Lustre File System by Peter Braam
– 100 people, virtual company, no VC $
– runs on 15% of top500 fastest computers, 6 of top 10
– features: POSIX, HA, security, modifiable, multi data center (future)
– huge variety of hardware in use with Lustre
– stripes files across many servers running "ldiskfs" file system
– ldiskfs is just a Linux ext4 partition with special use (Solaris ZFS version coming soon)
– they do a lot of development work with ext4 community, and soon possibly porting ZFS to Linux
– 50% of Lustre code is networking related;can 90% saturate a GigE link (118MBps)
– future: multiple geographically dispersed Lustre clusters that talk amoungst each other
– concurrently writing multiple files in older ext3 yields poor IO, newer ext3 (2.6.x kernel) and now ext4 fix this
– new block allocator in ext4 (almost in kernel) focused on dealing with writing small files in 1-4MB chunks; similar optimizations in ReiserFS but without the unnecessarily complicated b-tree madness
– large memory and caching on meta data servers is good
– clients get immediate "success" for writes, but in the background wait for commit callback else replay the transaction
– meta data stored on modified file system, hashes and attributes in file path make it as fast as normal file access
– most customers are US dept defense, large mix of random IO and sequential IO
– we can buy a large Lustre cluster for only $100 million
– future throughput and scaling problems that the US Govt wants Lustre to solve is amazing

VeriSign’s Global DNS Infrastructure by Patrick Quaid
– overview of how recursive DNS queries work
– custom DNS app called ATLAS (Advanced Transaction Look-up and Signaling)
– .com/.net registry is stored in traditional replicated Oracle database
– DNS system not tied to registry database
– load balancing: BGP ipanycast (single IP to for 30+ locations), local load balancing
– fanatical about simplicity: everything is modular, small, isolated
– no spare servers or spare sites; every server takes load
– plan for 100 physical sites, mostly small, can quickly remove sites from ipanycast and frequently do
– have way more servers than are needed
– claims to have second DNS server code running live next to ATLAS in case ATLAS dies.

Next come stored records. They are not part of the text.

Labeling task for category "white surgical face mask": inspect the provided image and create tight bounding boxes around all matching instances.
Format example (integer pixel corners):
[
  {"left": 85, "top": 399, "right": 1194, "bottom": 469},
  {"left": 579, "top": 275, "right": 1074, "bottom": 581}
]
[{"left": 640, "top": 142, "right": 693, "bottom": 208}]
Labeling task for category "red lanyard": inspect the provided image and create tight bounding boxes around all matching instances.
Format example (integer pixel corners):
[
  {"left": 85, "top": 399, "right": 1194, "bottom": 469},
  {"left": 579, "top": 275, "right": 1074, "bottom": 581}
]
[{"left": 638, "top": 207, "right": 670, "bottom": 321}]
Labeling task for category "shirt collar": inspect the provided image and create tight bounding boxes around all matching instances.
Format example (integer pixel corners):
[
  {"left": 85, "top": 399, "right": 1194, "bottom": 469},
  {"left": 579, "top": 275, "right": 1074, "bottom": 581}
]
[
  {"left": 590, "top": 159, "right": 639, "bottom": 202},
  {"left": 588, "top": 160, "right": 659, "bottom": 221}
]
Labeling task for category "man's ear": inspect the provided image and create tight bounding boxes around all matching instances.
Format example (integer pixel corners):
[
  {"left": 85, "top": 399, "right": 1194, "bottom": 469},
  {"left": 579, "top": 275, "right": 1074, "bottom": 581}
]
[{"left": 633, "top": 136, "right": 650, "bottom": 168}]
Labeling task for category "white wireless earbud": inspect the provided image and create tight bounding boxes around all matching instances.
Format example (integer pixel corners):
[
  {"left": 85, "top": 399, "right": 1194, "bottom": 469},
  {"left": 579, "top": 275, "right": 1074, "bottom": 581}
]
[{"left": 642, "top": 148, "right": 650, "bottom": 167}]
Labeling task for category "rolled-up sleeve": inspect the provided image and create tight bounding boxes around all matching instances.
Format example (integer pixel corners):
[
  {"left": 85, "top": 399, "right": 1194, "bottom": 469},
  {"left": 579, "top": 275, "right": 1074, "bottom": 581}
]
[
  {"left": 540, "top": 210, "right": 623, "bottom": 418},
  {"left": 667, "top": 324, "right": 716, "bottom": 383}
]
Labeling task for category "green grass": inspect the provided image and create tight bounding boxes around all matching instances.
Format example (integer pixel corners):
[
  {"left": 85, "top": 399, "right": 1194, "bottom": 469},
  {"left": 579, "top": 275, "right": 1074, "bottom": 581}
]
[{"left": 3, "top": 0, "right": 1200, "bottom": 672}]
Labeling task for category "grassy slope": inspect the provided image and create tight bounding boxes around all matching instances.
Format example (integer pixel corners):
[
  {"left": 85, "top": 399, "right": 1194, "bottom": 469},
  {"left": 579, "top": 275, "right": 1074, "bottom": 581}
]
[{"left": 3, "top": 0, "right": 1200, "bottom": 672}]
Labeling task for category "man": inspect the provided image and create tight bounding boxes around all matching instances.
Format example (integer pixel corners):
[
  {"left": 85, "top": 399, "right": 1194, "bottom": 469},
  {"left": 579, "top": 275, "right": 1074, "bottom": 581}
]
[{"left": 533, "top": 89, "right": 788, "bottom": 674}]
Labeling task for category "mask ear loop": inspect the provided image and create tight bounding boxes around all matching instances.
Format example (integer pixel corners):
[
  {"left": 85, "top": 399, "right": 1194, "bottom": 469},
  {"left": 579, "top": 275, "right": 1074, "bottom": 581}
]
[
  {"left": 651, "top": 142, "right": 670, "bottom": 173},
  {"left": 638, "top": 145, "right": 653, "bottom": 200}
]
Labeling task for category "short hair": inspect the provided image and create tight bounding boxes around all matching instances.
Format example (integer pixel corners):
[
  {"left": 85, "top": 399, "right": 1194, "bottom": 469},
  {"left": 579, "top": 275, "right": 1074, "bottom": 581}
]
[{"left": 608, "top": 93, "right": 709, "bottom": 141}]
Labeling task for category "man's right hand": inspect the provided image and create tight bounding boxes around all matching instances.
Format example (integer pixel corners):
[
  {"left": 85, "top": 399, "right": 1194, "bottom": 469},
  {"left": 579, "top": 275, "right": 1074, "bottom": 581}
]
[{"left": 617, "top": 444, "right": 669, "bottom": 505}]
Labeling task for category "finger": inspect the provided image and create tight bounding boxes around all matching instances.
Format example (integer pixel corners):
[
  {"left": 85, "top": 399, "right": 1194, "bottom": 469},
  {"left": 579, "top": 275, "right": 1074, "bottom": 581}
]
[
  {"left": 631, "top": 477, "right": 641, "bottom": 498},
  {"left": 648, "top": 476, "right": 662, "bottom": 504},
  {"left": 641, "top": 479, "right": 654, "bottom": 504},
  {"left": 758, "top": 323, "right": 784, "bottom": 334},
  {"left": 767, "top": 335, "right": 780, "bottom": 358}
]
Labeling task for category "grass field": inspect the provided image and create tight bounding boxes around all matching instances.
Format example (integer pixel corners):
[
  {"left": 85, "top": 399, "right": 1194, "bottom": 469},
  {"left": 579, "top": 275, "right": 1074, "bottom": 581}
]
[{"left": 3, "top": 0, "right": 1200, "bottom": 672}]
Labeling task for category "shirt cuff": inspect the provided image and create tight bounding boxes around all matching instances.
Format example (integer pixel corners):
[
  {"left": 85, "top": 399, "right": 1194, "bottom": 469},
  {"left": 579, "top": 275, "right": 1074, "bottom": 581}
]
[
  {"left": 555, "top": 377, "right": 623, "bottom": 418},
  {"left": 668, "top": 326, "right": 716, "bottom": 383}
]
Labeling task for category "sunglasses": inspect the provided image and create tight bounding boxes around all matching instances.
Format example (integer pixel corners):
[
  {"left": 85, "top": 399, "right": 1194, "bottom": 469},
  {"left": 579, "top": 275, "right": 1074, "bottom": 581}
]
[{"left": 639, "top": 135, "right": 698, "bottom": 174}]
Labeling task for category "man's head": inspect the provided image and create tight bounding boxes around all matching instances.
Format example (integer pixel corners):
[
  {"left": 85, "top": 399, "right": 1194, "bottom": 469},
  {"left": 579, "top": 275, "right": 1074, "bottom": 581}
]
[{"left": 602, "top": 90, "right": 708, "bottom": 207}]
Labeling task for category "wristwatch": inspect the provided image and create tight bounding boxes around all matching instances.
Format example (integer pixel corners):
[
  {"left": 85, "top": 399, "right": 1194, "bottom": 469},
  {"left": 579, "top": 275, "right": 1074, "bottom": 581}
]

I don’t believe him… probably just spinning the fact that their legacy code hasn’t been shut off yet, but they’d never fail back to it.
– 4 million updates per day; updates pushed to all servers every 15 seconds
– updates happen via a master node that pulls updates crunches them, then ships a file to 1 node at each data center, then each data center’s main node updates other local nodes
– monitoring GUI: 265K queries per second (on this Saturday); noon eastern time has peak traffic; shows top query domains; lag time for updates
– ATLAS also runs managed DNS, cert revocation, WHOIS for .com
– they have "VIP Domains" that get a lot of traffic and have extra security precautions
– resolver architecture has front-end server that receives/filters/bundles queries and sends them to backend ATLAS servers

Scalable Test Selection Using Source Code Deltas by Ryan Gerard (Symantec)
– the audio was off by 30 sec on this video and it seemed less interesting to me than the others, so I didn’t watch it.